Sebelum pergi, Darra pulang terlebih dahulu. Dia mandi, berdandan lebih cantik dari biasanya. Kalau biasanya dia hanya memakai riasan sederhana, hari ini dia memoles dirinya sebaik mungkin. Di depan cermin, dia berbisik pelan sambil menatap bayangannya.

“Kamu cantik, kamu baik-baik, kamu berharga dan kamu layak bahagia.”

Setelah puas menyemangati dirinya sendiri, dia mengajak Al Meera bertemu di Café M. hari itu, langit cerah, dan angin berhembus ringan. Darra tiba lebih dulu dan memilih duduk di serambi, dia ingin menikmati angin sepoy-sepoy dan memantapkan hatinya – ini adalah medan perang.

Beberapa menit kemudian, Al Meera datang – dengan wajah tegang dan tubuhnya kaku. Dia langsung mengenali Darra, lalu duduk di kursi seberang. Ketegangan menggantung di udara, Darra menatapnya tajam, dia sudah menyiapkan peluru-peluru kemarahannya sejak pagi.

“Tidak perlu perkenalan. Aku tahu siapa kamu, dan apa yang sudah kamu lakukan.” Nadanya dingin dan tajam.

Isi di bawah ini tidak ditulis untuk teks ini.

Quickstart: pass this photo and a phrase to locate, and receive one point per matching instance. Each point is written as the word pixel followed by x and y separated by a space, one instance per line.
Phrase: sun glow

“Entah untuk apa aku mencarimu, tapi aku ingin tahu bagaimana semua ini bisa terjadi. Kamu juga perempuan, seharusnya tahu betapa menyakitkannya jadi aku.”

Al Meera hanya diam, mendengarkan. Wajahnya menampakkan penyesalan.

“Ceritakan versimu.” Ucap Darra.

“Sebelumnya aku minta maaf kalau apa yang kulakukan menyakitimu.” Ujar Al Meera, tapi Darra tetap diam, dia tidak menerimanya, tapi juga belum menolak.  

Al Meera menarik napas, lalu mulai bercerita. “Ini bukan kisah cinta yang indah, bukan kisah puitis. Ini klasik. Cinta biasa yang berujung pada penyesalan luar biasa, samudera penyesalan.”

Mata Darra mulai memerah, tapi dia bertahan.

“Aku bisa kehilangan segalanya karena cinta ini. Kebanggaan, reputasi, bahkan kesempatan untuk mencintai lagi.”

“Awalnya kami bertemu secara kebetulan, di sebuah kedai kopi, saat musim hujan. Aku hanya merasa senang bisa berbicara dengan orang asing yang terasa begitu nyambung. Sejujurnya, aku tidak ingin merasakan hal lain, selain sebuah pertemanan. Seharusnya aku tidak membiarkan reaksi kimia itu terjadi, tapi aku terlalu lengah.”

“Kamu cinta suamiku?” tanya Darra datar.

Al Meera tidak menjawab, tapi dari raut wajahnya, jawabannya jelas. Dia menunduk, tidak sanggup berkata-kata.

“Sudah berapa lama?”

Al Meera kembali diam.

“Tidakkah mengganjal bagimu? Bahwa dia suami orang, suamiku! Bahwa ini adalah perselingkuhan!”